“Dove eravamo rimasti?”: la recensione

di Frédéric Pascali - C’è sempre la possibilità di riconciliarsi con il passato, di riprendere le fila di un discorso interrotto bruscamente ma perennemente attuale. È la forza della trafila dei sentimenti, in grado di aprire anche le porte più serrate.
È una storia di celluloide a ricordarcelo.

“Dove eravamo rimasti?”, “Ricki and the Flash”, diretta dallo statunitense Jonathan Demme, “Il silenzio degli innocenti“, “Philadelphia”, ha il sapore biografico del racconto della vita della sua sceneggiatrice, Diablo Cody, stella del rock mancata e suocera dello stesso Demme.

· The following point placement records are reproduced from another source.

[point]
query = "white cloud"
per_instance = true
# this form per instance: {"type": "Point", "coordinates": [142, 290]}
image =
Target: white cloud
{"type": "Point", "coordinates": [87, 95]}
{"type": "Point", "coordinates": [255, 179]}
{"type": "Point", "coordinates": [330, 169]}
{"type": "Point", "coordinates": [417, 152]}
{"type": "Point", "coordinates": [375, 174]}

Riki Rendazzo è il nome d’arte di Linda Brummel, un’attempata e combattiva rocker che trascina la sua passione per la musica suonando con la sua band, i “The Flash”, in un piccolo locale californiano. Un giorno riceve una telefonata da Indianapolis.
È Pete, il suo ex marito, che le chiede di fargli visita per risolvere la crisi della figlia Julie, entrata in una grave depressione dopo essere stata lasciata dal coniuge.
Linda accetta e torna nella casa che tanti anni prima aveva abbandonato in cerca di un successo poi mai arrivato. L’accoglienza iniziale della figlia è piuttosto ostile, così come si dimostra complicato anche il ricucire il rapporto con gli altri due figli maschi, ognuno portatore di storie che lei ignora completamente.
Il ritorno della moglie di Pete, Maureen, e la dichiarazione d’amore di Greg, il chitarrista della band, complicano ulteriormente la vicenda.

“Dove eravamo rimasti?” ci consegna, ancora una volta una Meryl Streep, “Riki Rendazzo”, unica nella sua capacità di calarsi nei panni dei personaggi più disparati e brava a sostenere il peso di dialoghi non sempre all’altezza.

Di rilievo anche la prova di Mamie Gummer , “Julie”, figlia della Streep, e dello scultore Don Gummer, e autentica rivelazione della pellicola. La presenza di Kevine Kline, “Pete”, certifica il cast di alto livello di una commedia più dolce cha amara che costeggia i brani del grande rock, Bruce Springsteen e i Rolling Stones tra i tanti, montando abilmente musiche e movimenti della macchina da presa.